I really looked forward to the end of the bed rest. For me it wasn’t so much the fact of lying in bed, but more a question of independence. Being able to heat up your own water for a cup of tea again takes on a whole new significance.
I was never tempted to stand up, even if things got difficult at times. It wasn’t the lying in bed itself that was hard. I was always convinced that if I had a problem, it could be solved. And in the end I always knew: it will end some day soon.
I found it very difficult not being able to decide for myself what I want to do and when. This was at the root of one of the hardest periods for me. During the bed rest our calorie intake was increased or reduced to control our weight.

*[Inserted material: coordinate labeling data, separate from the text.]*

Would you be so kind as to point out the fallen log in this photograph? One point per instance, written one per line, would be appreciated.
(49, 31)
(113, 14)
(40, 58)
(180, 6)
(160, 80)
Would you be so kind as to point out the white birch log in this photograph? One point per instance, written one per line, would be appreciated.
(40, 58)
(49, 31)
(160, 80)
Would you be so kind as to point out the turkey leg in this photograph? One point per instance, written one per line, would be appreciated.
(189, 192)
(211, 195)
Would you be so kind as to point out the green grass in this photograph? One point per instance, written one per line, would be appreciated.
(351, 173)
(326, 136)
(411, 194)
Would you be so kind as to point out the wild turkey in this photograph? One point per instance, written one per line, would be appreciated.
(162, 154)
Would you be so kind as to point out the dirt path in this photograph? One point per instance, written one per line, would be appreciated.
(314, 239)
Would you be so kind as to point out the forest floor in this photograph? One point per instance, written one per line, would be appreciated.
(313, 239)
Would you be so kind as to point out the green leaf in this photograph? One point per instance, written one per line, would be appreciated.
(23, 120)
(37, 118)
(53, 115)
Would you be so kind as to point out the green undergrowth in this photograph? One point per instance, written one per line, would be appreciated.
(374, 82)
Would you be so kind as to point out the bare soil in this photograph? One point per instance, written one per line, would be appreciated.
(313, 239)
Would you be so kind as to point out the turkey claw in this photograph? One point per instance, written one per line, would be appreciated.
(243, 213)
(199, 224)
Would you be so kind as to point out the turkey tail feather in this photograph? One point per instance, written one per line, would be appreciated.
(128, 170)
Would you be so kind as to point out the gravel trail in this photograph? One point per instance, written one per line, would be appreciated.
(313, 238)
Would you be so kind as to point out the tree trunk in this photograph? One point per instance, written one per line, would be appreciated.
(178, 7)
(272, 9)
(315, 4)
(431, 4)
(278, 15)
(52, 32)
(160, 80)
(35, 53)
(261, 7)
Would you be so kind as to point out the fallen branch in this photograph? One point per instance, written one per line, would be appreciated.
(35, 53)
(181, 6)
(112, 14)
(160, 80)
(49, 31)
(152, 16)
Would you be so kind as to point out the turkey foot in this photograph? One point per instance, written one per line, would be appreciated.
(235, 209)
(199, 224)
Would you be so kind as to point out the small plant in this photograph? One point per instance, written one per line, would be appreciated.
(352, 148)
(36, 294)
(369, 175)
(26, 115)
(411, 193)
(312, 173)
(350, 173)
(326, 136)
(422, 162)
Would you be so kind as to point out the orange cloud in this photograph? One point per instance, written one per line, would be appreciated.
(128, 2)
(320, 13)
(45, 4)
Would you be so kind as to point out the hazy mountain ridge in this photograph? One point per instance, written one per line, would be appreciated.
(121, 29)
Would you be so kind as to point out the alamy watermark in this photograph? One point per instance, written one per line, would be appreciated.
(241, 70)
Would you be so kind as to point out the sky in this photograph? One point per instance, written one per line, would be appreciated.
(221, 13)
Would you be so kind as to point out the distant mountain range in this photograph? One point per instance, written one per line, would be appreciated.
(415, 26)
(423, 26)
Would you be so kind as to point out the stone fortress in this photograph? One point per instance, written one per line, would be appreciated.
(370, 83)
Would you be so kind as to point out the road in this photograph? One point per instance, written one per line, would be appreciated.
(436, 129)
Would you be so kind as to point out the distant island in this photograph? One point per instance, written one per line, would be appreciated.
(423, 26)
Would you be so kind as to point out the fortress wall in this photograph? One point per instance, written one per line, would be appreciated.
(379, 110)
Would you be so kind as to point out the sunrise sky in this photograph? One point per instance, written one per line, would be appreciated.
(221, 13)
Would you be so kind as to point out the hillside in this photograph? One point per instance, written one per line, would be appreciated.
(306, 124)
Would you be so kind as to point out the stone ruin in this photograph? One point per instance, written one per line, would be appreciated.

To begin with the food I received had too many calories, and even though I said it didn’t make sense, it was only reduced after I had put on nearly 2 kg in just two weeks. Now I found I was hungry all the time – poor Dorota bore the brunt of that! During this time I lost about 3 kg.
Suddenly though I stopped feeling hungry. Although I had asked sooner, I discovered after a few days that the calorie count had been increased again. That was a really difficult moment for me: I needed to be confident that they would tell me everything going on with my body during the experiment.
I really enjoyed all the tests we had to take part in for the experiment. Each time it reminded me that we were doing something important. I came to understand what and why they were doing this or that.
The day I got up was euphoria: I can move! The ten days after that were some of the hardest of the whole experiment. We still had a lot of tests to do. For a lot of the scientists the experiment only really started now and although we could stand up and walk around we were restricted in what we were allowed to do. It was very frustrating!
During the final ten days in the hospital we started our recovery with an individual exercise programme. It felt good, and mentally it really helped. Things were starting to wind down at the centre. Everybody was leaving: the nurses, the scientists. It was difficult to see them go; we weren’t allowed to leave yet and it felt a little as if we were being abandoned. Everybody was trying to find their way back to normal life.
Back to normal life
When I finally got back home it felt like I was never away. The first five days I met up with my parents and with my friends. I then left for two weeks for a ‘working holiday’. The first time in four months all on my own!
I don’t think I am back to normal yet. I have to try to slow down. I am trying to do everything at the same time: eating good food, building up my muscles and getting to grips with everything I have experienced in Toulouse.
I have to learn that I, hopefully, still have my whole life to do exactly what I want!